One drug licensed to treat amyotrophic lateral sclerosis (ALS) is Radicava® (edaravone). Correct coding and billing are necessary for both compliance and appropriate reimbursement. Key Radicava® billing and coding information is provided below:
HCPCS Code: J1301: 1 mg injection of edaravone
The National Drug Code (NDC) for the single-dose bag of rasava (30 mg/100 mL) is 70510-2171-xx.
Diagnosis Code for Amyotrophic Lateral Sclerosis in ICD-10-CM: G12.21

Administration Codes: Depending on the particulars of the administration process, the correct CPT code should be chosen for the intravenous administration of Radicava®. To find the correct code, refer to the most recent CPT coding guidelines.
The standard dosage and billing units for each infusion of Radicava® are 60 mg, which translates to 60 billing units under HCPCS code J1301.

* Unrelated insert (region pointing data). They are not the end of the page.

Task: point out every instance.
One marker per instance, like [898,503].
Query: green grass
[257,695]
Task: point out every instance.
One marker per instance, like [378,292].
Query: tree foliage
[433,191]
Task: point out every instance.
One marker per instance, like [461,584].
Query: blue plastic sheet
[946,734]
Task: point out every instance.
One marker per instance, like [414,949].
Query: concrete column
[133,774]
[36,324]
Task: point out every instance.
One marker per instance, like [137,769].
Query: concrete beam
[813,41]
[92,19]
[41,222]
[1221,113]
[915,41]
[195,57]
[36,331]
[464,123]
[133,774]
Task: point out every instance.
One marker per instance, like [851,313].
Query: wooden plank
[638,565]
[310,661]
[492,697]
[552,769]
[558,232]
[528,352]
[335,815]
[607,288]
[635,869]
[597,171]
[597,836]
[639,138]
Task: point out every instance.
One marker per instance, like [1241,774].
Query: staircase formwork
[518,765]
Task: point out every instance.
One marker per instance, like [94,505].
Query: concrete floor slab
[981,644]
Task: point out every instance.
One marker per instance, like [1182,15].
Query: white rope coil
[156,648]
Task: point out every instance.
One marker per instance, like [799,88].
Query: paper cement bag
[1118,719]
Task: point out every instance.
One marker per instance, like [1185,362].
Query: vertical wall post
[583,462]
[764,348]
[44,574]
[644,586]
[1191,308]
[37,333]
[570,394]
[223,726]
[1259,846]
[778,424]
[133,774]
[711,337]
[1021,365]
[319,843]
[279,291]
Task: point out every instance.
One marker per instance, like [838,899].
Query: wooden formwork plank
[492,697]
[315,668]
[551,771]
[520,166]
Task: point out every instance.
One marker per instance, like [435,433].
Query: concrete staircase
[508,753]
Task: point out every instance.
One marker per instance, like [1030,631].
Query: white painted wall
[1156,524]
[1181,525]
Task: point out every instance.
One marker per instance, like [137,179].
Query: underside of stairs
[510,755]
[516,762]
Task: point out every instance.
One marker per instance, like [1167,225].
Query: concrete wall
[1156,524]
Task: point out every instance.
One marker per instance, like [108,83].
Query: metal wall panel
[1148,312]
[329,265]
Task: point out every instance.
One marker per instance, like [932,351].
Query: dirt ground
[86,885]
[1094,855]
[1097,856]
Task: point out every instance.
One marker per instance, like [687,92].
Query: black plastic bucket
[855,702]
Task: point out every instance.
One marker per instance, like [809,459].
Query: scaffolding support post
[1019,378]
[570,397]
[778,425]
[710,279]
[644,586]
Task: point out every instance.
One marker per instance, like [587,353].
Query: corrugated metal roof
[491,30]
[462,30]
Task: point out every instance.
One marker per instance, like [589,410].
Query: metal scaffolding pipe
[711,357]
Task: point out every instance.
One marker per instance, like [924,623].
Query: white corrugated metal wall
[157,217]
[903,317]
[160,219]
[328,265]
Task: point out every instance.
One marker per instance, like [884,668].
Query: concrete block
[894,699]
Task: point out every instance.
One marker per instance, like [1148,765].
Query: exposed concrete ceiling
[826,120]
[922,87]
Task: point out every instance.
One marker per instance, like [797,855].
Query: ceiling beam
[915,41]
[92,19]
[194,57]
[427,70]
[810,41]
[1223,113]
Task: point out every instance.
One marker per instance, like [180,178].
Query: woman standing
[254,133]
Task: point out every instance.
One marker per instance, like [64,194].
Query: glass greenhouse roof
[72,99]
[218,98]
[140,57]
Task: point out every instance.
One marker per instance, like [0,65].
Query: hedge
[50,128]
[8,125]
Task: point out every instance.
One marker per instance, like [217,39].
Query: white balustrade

The first cycle of treatment consists of daily dosing for 14 days in a row, followed by a 14-day break without drugs.
Subsequent Cycles: 10 days of daily dosage for 14 days, followed by a 14-day break without drugs.
Documentation Advice: Make sure the patient's medical records explicitly state that Radicava® medication is medically necessary and that ALS (G12.21) is the diagnosis.
Keep thorough records of every infusion, including dosage, dates of administration, and any negative reactions.

Healthcare providers can access extensive materials on the official Radicava® healthcare provider website, such as benefit investigation forms and treatment initiation checklists.
Following these billing and coding rules is essential for correct reimbursement and payer compliance.